B. INCIDENTS OF ALLEGED DISCRIMINATION THAT OCCURRED PRIOR TO
THE FILING OF INFORMAL COMPLAINT WITH THE EEOC
The Government argues that Marinelli's claims, apart from the
one arising out of the January 18, 1995 incident in which
Marinelli returned to work late from lunch, must be dismissed
because Marinelli failed to exhaust his administrative remedies
before filing his civil complaint. Specifically, the Government
claims Marinelli failed to report these other incidents to the
EEOC within 45 days of learning of them, as required by EEOC
Regarding the January 1995 incident, the Government argues
that that incident cannot constitute a valid basis for a
discrimination claim because Marinelli never suffered an adverse
employment action. Marinelli maintains that each of his claims
was properly reported to the EEOC in that: (1) he was not aware,
prior to February of 1995, that EEOC regulations required
reporting of incidents within 45 days, (2) all of the incidents
of which he complains are part of the same continuing violation,
and (3) all of the incidents underlying his claims are
"reasonably related" to the January 1995 incident which was
timely reported to the EEOC.*fn6 The Court agrees with the
Government and dismisses Marinelli's claims of discrimination
arising out of incidents occurring prior to February 2, 1995.
Exhaustion of administrative remedies is a precondition to
civil suit under both the Rehabilitation Act and the ADEA. See
Holtz v. Rockefeller & Co., Inc., 258 F.3d 62, 82-83 (2nd Cir.

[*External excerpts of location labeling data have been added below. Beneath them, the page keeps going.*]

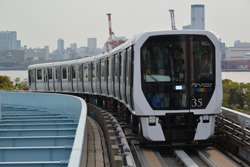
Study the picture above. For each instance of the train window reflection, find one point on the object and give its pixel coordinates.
(64, 73)
(74, 72)
(50, 73)
(39, 74)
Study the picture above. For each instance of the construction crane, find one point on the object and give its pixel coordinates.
(113, 41)
(172, 19)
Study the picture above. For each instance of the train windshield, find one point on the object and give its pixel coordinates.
(178, 71)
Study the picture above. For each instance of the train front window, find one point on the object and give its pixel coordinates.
(202, 73)
(167, 68)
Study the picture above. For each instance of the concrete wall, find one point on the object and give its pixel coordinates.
(71, 105)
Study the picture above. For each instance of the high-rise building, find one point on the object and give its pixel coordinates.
(198, 17)
(60, 45)
(8, 40)
(92, 43)
(186, 27)
(73, 46)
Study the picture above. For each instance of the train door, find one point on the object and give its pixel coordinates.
(117, 75)
(50, 77)
(129, 76)
(80, 78)
(103, 88)
(111, 75)
(57, 84)
(39, 79)
(107, 76)
(123, 76)
(90, 78)
(86, 84)
(98, 77)
(48, 86)
(93, 74)
(202, 71)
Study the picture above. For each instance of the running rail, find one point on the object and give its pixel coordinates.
(72, 106)
(235, 124)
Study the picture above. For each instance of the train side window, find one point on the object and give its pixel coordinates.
(132, 77)
(129, 76)
(74, 72)
(124, 63)
(102, 68)
(50, 73)
(108, 59)
(56, 72)
(85, 71)
(89, 72)
(39, 74)
(80, 72)
(93, 70)
(109, 91)
(64, 70)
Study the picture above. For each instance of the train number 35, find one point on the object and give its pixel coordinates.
(196, 102)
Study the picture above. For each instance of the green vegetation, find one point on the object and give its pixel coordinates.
(236, 96)
(7, 84)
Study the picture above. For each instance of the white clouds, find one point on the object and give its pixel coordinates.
(40, 23)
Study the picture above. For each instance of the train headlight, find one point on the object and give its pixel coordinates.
(205, 118)
(151, 120)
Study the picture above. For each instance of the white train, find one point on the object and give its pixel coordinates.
(169, 81)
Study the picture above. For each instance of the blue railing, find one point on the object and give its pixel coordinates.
(42, 123)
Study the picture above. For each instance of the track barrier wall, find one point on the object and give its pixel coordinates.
(70, 105)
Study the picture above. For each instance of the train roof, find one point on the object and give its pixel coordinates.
(87, 59)
(40, 65)
(65, 62)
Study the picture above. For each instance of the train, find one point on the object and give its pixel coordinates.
(167, 83)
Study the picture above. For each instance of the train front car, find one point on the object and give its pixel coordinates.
(180, 90)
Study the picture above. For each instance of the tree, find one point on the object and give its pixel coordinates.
(236, 95)
(20, 85)
(6, 83)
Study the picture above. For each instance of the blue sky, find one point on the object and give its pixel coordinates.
(43, 22)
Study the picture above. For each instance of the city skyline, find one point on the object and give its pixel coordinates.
(40, 23)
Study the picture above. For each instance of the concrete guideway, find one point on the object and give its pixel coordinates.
(39, 129)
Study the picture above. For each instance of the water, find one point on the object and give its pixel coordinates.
(13, 74)
(234, 76)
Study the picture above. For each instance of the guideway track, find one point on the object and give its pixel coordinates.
(187, 156)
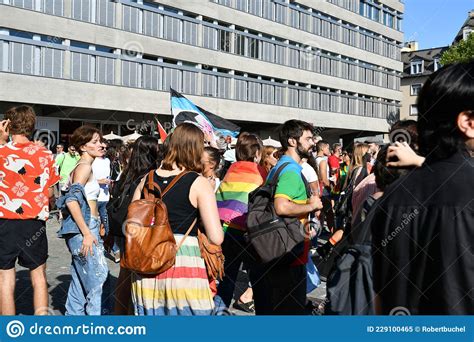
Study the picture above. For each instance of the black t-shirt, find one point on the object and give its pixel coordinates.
(423, 233)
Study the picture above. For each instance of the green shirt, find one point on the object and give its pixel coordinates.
(66, 164)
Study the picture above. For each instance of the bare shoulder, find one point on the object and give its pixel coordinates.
(200, 183)
(82, 173)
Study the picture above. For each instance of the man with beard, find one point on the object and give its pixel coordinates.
(281, 289)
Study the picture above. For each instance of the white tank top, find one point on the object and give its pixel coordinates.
(92, 187)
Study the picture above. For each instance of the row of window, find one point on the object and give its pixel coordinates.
(139, 20)
(46, 59)
(373, 10)
(319, 24)
(216, 37)
(417, 66)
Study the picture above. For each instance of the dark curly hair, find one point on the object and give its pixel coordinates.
(445, 94)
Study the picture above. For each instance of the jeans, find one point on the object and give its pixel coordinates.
(102, 207)
(233, 248)
(89, 273)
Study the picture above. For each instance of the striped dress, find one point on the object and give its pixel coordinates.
(182, 290)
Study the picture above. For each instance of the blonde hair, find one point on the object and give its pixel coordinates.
(267, 152)
(358, 157)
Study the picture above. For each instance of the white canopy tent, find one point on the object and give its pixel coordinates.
(271, 142)
(131, 137)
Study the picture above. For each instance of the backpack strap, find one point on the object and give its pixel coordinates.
(274, 180)
(150, 186)
(187, 233)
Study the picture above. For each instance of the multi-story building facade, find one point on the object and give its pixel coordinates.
(418, 65)
(335, 63)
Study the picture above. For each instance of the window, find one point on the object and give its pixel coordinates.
(224, 40)
(416, 67)
(415, 89)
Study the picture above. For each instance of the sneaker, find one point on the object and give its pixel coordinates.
(248, 307)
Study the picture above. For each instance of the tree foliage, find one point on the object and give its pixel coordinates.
(462, 51)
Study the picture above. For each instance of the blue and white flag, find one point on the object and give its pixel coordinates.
(184, 110)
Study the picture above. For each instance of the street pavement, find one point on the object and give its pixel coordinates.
(58, 276)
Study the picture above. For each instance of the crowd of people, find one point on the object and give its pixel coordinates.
(391, 224)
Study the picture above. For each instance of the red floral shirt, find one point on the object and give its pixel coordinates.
(26, 172)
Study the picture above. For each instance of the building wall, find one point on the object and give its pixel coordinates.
(408, 98)
(124, 56)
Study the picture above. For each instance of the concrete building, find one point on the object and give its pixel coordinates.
(335, 63)
(418, 65)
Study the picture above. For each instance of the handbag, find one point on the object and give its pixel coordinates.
(150, 246)
(213, 257)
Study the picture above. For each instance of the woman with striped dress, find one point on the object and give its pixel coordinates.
(184, 288)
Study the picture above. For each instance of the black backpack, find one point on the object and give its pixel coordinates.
(117, 208)
(272, 238)
(350, 283)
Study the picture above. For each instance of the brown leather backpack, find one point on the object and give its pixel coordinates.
(150, 247)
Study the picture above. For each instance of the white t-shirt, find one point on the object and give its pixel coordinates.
(101, 170)
(309, 173)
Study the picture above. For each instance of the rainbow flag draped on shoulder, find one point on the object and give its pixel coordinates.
(233, 193)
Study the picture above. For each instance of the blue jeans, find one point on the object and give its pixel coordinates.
(102, 207)
(236, 258)
(89, 273)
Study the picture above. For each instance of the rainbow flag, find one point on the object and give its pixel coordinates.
(233, 193)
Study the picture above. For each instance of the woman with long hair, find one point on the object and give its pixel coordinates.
(358, 167)
(212, 166)
(146, 155)
(184, 288)
(243, 177)
(81, 227)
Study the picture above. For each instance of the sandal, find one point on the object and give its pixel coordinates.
(246, 307)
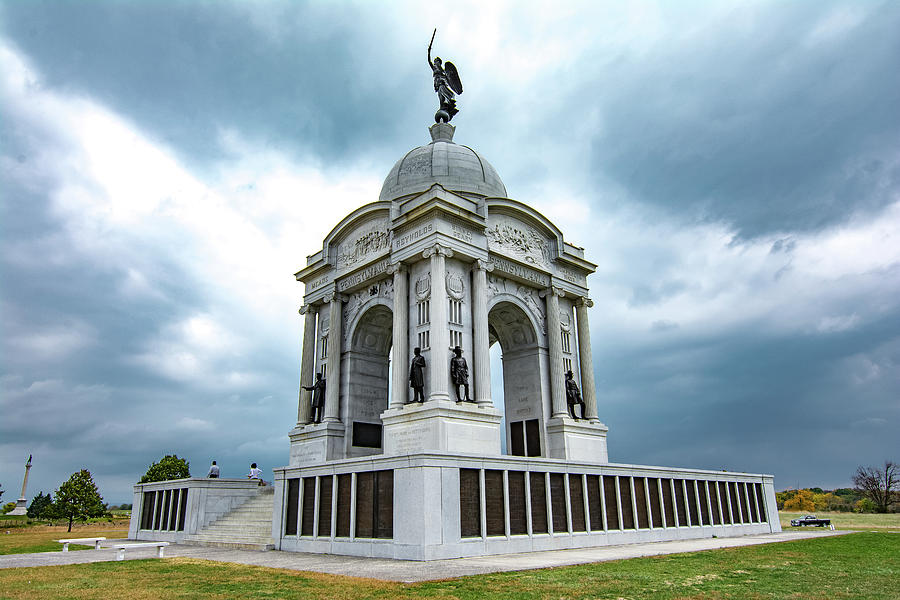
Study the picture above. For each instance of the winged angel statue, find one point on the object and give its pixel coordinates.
(446, 84)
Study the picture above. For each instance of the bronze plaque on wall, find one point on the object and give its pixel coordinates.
(609, 495)
(576, 503)
(469, 503)
(538, 502)
(558, 502)
(518, 519)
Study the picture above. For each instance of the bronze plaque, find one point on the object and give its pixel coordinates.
(609, 495)
(293, 503)
(494, 506)
(692, 502)
(518, 519)
(627, 510)
(655, 508)
(595, 507)
(538, 503)
(558, 501)
(309, 506)
(576, 503)
(345, 481)
(469, 503)
(325, 506)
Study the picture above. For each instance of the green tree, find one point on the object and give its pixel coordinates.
(168, 467)
(38, 505)
(78, 498)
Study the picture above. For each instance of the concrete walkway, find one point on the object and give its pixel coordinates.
(408, 571)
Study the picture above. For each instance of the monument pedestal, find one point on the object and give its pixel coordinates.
(316, 443)
(577, 440)
(442, 426)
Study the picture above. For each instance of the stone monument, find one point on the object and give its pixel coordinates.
(22, 503)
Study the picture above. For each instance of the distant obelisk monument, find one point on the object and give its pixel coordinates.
(21, 503)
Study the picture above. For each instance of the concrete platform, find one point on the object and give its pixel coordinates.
(408, 571)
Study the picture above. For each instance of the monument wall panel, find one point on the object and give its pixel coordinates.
(609, 495)
(538, 488)
(576, 503)
(494, 506)
(518, 517)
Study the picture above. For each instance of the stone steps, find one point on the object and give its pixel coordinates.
(247, 527)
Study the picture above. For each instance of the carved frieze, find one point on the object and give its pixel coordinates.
(520, 241)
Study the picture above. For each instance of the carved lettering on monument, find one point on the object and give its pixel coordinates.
(521, 241)
(405, 239)
(367, 240)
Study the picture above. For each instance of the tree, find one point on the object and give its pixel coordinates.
(78, 498)
(880, 485)
(168, 467)
(39, 505)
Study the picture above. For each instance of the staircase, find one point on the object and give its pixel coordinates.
(247, 527)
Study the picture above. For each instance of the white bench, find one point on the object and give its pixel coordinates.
(82, 541)
(120, 555)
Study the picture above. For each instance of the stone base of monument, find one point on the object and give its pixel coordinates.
(316, 443)
(441, 426)
(577, 440)
(20, 509)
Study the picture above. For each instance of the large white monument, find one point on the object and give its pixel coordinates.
(397, 448)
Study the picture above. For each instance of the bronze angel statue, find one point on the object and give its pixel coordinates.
(446, 84)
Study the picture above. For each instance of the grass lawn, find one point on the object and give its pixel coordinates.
(855, 521)
(862, 565)
(40, 538)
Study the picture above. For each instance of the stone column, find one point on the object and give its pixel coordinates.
(399, 381)
(554, 341)
(480, 338)
(333, 377)
(439, 369)
(586, 362)
(307, 362)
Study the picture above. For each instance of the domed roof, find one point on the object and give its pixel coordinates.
(457, 168)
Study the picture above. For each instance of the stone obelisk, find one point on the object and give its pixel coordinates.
(22, 503)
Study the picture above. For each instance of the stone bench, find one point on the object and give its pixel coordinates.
(82, 541)
(120, 555)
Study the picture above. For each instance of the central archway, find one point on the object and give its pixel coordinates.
(522, 358)
(368, 379)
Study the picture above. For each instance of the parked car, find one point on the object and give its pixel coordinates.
(810, 520)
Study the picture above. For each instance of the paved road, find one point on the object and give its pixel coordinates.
(407, 571)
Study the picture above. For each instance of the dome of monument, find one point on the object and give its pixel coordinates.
(457, 168)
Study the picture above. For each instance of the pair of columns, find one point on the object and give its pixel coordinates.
(441, 339)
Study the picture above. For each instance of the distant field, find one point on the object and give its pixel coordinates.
(861, 565)
(40, 538)
(854, 521)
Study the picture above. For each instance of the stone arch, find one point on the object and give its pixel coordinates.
(524, 363)
(366, 377)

2001) (ADEA); Downey v. Runyon,
160 F.3d 139, 145-46 (2nd Cir. 1998) (Rehabilitation Act). "The
purpose of the requirement of primary resort to the EEOC is to
provide notice to the employer and to encourage conciliation and
voluntary compliance." DeJesus v. Allstate Ins. Co., No.
96-CV-6073, 2001 WL 1006653, at *6 (S.D.N.Y. August 30, 2001)
(citing Snell v. Suffolk County, 782 F.2d 1094, 1101 (2nd Cir.
1986)). To exhaust such claims, the underlying incident must be
properly reported to the EEOC. The Code of Federal Regulations
requires that incidents of alleged discrimination be reported to
the EEOC within 45 days of their occurrence. See id;
29 C.F.R. § 1614.105(a)(1) ("An aggrieved person must initiate contact
with a[n EEO] Counselor within 45 days of the date of the matter
alleged to be discriminatory or, in the case of personnel
action, within 45 days of the effective date of the action.").